What was considered an experimental longshot--looking for a molecular motor inside the nucleus of cells--has paid off for Primal de Lanerolle and his colleagues at the University of Illinois at Chicago. In today's issue of Science, they report on finding myosin-1, a chemical cousin of the molecule behind all muscle contraction, within the nucleus. And they further describe how myosin-1 fits into part of the nucleus' machinery for transcribing DNA and appears to power this process. "It was an uphill battle to convince our colleagues," de Lanerolle admits.

Indeed, many scientists believed that myosin--a protein known since the 1920s and found in the cytoplasm of nearly every type of cell--would not exist in the nucleus. But just what drove transcription had remained a mystery all the same. Something had to be responsible for dragging long strands of DNA through the enzymes that transcribe it into messenger RNA, which is equipped to leave the nucleus and help guide protein synthesis at the ribosomes. And for de Lanerolle, myosin didn't seem like such a wild bet. "When your heart beats, when you take a breath, when you digest food or have a baby--anytime cells move or divide," he says, "myosin is involved."

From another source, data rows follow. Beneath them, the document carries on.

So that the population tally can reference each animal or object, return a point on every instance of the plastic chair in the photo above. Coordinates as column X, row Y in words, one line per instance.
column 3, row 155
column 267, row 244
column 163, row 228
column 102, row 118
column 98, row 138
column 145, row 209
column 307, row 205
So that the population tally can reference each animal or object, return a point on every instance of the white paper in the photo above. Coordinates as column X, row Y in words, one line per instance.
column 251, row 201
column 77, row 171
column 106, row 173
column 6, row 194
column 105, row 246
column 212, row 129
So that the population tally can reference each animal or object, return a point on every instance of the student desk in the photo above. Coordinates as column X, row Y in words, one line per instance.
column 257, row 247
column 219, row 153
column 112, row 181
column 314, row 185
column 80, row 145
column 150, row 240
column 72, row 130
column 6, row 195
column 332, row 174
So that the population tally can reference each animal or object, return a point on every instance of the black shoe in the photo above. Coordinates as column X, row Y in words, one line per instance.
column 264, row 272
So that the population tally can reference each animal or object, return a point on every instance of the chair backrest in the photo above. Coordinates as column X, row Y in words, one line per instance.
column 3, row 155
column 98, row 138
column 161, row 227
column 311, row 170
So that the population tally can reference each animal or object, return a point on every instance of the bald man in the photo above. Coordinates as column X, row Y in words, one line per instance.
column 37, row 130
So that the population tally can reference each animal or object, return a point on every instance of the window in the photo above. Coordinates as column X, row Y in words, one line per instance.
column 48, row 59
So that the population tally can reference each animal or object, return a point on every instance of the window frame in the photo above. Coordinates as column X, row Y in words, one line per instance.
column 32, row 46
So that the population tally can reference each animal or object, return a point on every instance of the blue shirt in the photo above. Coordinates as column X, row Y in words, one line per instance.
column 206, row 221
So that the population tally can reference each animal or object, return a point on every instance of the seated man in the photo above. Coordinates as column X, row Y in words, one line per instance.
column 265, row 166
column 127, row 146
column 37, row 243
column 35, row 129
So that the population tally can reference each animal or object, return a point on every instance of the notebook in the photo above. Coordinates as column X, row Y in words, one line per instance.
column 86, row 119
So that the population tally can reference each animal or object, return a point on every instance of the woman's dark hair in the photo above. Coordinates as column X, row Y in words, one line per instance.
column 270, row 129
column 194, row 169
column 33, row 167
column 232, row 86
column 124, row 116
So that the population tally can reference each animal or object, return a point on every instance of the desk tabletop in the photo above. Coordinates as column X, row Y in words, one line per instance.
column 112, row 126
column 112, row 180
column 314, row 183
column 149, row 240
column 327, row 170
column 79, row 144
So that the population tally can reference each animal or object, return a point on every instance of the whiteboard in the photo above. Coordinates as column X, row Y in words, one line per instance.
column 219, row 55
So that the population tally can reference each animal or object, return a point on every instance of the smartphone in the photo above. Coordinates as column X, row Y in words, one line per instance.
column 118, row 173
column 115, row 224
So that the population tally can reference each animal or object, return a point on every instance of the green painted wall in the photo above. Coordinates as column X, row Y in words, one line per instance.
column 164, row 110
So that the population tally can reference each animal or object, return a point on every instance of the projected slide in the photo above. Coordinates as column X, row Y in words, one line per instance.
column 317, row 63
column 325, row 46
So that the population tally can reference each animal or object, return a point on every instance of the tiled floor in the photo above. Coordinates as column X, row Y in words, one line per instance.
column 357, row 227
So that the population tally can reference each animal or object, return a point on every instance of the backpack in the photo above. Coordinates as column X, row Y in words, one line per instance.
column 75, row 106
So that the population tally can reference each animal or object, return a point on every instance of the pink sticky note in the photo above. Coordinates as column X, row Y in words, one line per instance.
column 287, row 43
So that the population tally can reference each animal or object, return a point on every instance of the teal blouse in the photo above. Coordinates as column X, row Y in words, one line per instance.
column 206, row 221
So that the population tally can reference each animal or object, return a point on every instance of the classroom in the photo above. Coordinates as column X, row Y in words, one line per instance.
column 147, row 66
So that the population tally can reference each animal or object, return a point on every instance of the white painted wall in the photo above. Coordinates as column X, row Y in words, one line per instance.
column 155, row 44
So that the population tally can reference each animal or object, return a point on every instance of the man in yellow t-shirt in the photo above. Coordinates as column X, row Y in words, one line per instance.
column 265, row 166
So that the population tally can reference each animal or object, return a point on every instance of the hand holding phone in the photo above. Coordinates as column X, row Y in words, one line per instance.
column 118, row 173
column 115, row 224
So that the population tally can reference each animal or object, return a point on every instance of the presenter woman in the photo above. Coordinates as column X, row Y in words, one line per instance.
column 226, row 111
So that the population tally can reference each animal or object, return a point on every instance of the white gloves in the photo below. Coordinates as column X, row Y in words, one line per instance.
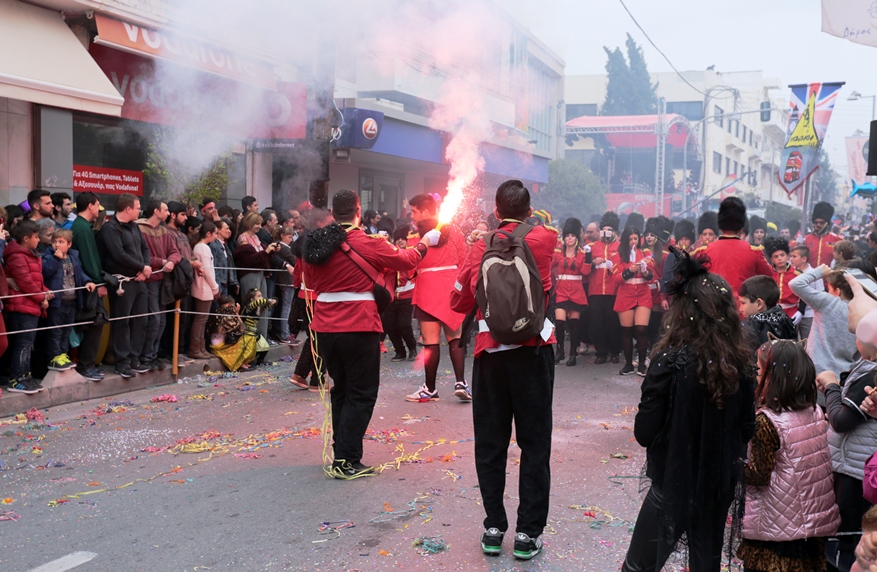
column 432, row 237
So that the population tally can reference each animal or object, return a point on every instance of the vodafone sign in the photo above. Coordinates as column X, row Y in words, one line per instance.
column 370, row 128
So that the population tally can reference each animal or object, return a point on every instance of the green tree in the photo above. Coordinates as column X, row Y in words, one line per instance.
column 629, row 90
column 825, row 181
column 187, row 166
column 572, row 190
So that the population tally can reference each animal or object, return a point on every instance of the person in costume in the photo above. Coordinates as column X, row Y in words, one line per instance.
column 432, row 308
column 695, row 418
column 568, row 267
column 633, row 271
column 821, row 241
column 605, row 328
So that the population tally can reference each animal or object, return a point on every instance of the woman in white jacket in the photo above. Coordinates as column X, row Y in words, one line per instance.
column 204, row 291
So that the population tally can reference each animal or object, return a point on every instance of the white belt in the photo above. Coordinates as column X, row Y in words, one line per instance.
column 345, row 297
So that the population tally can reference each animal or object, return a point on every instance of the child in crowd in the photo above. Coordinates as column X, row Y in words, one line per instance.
column 759, row 300
column 204, row 290
column 790, row 503
column 62, row 273
column 25, row 269
column 777, row 251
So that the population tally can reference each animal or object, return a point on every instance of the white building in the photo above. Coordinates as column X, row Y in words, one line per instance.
column 731, row 141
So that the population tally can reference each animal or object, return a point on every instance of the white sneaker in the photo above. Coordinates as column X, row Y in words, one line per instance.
column 422, row 395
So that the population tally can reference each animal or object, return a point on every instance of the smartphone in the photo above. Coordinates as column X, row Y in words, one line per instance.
column 868, row 283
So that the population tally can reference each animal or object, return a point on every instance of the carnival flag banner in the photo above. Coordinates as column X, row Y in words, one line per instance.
column 853, row 20
column 857, row 162
column 809, row 114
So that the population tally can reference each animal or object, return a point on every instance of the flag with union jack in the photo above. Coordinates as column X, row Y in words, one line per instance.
column 809, row 113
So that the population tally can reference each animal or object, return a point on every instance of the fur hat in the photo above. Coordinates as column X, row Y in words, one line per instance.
column 684, row 229
column 635, row 220
column 756, row 222
column 654, row 226
column 708, row 220
column 774, row 243
column 572, row 226
column 822, row 210
column 611, row 220
column 732, row 215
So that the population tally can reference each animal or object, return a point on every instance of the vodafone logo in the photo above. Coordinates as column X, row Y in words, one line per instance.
column 370, row 128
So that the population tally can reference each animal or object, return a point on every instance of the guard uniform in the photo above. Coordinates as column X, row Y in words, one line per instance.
column 821, row 248
column 735, row 260
column 788, row 299
column 511, row 383
column 347, row 324
column 634, row 292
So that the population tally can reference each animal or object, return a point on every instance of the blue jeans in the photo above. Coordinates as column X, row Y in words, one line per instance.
column 21, row 345
column 58, row 340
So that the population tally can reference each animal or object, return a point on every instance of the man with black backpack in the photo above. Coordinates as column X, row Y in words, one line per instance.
column 347, row 269
column 507, row 274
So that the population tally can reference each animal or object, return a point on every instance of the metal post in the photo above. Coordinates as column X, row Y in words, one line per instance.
column 175, row 365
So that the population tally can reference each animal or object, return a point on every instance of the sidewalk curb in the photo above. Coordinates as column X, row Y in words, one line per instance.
column 63, row 387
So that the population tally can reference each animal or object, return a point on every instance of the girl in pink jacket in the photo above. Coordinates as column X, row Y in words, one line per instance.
column 790, row 503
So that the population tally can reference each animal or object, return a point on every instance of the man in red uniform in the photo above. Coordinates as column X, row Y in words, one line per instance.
column 821, row 240
column 511, row 383
column 605, row 328
column 732, row 258
column 435, row 280
column 341, row 260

He hopes that applying what science knows about myosin's role in muscle contraction may help them further understand how myosin-1 acts in this "key first step in gene expression." And others hope that the finding will help muscle some more support for doing what is deemed risky science. "What started out as a project to substantiate a highly controversial observation--mysoin in the nucleus--has turned out to be an important key for understanding just how cells perform the rather formidable task of transcribing complex genetic information via DNA," says Eve Barak, acting deputy director of the National Science Foundation's Division of Molecular and Cellular Biosciences. "This is a very significant development."